20:03:04.675 🕸️ vc4-drm gpu: [drm:vblank_disable_fn [drm]] disabling vblank on crtc 4
20:03:04.678 🕸️ vc4-drm gpu: [drm:vc4_atomic_commit_tail [vc4]] Running the core clock at 282150000 Hz
20:03:04.678 🕸️ vc4-drm gpu: [drm:drm_calc_timestamping_constants [drm]] crtc 105: hwmode: htotal 2200, vtotal 1125, vdisply 1080
20:03:04.679 🕸️ vc4-drm gpu: [drm:vc4_atomic_commit_tail [vc4]] Core clock actual rate: 500000000 Hz
20:03:04.679 🕸️ vc4-drm gpu: [drm:drm_calc_timestamping_constants [drm]] crtc 105: clock 148500 kHz framedur 16666666 linedr 14814
20:03:04.679 🕸️ vc4-drm gpu: [drm:drm_vblank_enable [drm]] enabling vblank on crtc 4, ret: 0
Note for the above, crtc 4
(by index) is CRTC #105
(by ID) is HDMI-2
(by name). By this point (:04.679) we have already passed the vsync following the commit (would have been at :04.675). What is this extra code (vc4_atomic_commit_tail
), and why do several milliseconds elapse between the actual commit operation and the "commit tail" which seems to adjust some clocks and enable the actual vsync interrupt?

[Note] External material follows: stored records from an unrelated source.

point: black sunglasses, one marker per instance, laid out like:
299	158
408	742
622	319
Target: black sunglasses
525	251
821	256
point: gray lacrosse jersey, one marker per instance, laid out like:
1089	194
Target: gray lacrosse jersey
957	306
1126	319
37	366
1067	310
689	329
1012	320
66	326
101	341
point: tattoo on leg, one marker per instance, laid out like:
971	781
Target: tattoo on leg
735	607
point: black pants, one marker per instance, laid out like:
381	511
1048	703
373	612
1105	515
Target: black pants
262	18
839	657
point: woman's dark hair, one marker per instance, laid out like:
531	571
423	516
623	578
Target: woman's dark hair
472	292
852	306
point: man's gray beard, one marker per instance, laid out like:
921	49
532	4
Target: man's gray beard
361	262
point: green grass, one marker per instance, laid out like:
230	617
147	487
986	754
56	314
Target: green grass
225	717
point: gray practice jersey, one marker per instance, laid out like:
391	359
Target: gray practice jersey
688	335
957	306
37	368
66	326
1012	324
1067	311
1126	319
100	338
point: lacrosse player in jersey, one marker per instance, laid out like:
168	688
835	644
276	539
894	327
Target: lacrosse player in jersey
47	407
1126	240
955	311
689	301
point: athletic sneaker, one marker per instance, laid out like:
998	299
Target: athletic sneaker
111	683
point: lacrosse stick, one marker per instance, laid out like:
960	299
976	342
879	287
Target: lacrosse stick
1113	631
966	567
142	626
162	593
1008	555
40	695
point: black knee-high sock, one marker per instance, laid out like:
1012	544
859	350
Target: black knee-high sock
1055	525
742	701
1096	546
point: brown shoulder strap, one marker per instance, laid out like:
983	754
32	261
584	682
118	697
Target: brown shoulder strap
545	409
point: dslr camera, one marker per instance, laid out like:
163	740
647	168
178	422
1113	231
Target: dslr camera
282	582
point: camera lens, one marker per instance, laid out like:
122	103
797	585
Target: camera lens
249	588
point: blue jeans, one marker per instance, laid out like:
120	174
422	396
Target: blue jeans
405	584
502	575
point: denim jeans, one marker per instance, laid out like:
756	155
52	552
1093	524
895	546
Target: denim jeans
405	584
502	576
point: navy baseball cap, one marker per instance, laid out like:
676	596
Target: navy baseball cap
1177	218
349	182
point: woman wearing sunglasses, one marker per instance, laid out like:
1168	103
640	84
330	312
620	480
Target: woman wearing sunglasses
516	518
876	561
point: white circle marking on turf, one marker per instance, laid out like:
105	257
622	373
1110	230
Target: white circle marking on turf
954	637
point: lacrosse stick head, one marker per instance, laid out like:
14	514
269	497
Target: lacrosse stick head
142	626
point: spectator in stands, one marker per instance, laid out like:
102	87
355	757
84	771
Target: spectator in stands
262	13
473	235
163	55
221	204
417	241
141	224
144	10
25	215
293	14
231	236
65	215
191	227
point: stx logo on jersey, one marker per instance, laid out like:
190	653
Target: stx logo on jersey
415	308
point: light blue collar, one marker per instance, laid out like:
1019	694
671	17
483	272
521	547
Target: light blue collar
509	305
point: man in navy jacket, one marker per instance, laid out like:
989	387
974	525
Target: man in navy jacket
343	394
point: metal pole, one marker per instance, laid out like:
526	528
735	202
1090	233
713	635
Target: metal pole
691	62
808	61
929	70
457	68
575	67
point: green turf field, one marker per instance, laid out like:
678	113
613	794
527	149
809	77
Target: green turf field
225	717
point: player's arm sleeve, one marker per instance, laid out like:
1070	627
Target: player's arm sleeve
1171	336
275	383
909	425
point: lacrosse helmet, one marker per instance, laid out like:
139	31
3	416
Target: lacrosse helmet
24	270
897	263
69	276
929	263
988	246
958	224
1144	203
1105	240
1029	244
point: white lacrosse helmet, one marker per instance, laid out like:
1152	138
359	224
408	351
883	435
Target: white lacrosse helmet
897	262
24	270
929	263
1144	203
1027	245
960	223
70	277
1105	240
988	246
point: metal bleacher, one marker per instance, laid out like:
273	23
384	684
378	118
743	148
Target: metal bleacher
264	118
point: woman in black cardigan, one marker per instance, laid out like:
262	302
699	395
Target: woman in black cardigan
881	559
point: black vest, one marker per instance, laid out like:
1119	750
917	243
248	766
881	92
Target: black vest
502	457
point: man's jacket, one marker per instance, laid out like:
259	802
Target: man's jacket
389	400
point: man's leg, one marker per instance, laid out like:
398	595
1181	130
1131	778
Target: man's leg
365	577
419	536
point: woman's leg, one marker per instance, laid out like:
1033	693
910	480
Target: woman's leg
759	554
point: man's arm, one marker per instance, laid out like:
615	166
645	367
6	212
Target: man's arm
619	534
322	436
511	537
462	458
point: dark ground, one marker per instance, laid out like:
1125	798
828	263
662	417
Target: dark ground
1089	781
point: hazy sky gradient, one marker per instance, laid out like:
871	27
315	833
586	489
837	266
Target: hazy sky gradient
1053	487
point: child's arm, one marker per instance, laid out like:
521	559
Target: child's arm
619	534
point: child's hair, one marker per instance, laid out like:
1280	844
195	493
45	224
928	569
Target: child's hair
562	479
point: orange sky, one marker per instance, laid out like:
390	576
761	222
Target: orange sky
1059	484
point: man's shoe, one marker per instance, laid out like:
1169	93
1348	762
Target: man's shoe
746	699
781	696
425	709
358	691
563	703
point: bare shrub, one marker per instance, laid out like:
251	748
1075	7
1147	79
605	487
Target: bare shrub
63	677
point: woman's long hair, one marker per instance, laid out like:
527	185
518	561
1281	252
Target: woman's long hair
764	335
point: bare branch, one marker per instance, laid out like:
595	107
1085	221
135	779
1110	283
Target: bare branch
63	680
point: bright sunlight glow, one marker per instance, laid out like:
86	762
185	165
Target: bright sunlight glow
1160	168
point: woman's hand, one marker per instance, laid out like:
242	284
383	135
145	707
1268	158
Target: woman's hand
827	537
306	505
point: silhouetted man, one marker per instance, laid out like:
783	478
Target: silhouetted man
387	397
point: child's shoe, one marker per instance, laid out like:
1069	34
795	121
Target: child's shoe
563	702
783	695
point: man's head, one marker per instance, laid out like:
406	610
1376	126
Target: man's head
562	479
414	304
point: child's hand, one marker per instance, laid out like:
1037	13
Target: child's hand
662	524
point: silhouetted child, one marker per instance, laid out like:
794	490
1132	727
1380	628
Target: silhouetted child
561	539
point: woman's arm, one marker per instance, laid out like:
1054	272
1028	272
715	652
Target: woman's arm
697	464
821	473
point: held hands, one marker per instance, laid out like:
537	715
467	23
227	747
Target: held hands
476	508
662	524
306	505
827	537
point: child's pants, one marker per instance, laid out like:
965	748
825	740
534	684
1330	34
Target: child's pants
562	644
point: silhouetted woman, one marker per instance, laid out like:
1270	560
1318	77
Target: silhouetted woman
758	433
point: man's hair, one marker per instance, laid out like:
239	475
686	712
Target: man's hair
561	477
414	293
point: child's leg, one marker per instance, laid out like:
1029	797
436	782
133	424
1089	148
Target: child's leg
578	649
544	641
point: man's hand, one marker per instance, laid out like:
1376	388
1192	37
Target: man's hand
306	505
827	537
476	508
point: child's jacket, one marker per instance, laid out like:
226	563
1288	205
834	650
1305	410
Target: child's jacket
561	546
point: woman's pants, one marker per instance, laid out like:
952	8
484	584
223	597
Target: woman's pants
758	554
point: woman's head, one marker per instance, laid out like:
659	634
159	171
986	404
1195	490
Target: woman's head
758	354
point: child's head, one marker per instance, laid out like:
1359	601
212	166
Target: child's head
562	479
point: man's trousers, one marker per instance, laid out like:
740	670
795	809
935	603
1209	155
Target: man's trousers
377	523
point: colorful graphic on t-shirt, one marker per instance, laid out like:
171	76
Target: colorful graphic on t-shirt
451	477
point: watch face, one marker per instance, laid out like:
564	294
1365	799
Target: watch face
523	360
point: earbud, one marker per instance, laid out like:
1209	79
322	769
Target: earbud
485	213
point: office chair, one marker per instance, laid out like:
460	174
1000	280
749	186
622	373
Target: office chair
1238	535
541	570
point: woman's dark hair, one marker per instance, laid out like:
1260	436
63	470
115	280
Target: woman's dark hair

Performing the commit in blocking mode (which waits for the vsync before returning from the ioctl) may make things easier to trace...
According to https://github.com/raspberrypi/linux/issues/5094#issuecomment-1193814948, updating both displays in the same commit may sidestep this problem. (I'd need to test it.) That would require a bit of a complicated rework, though!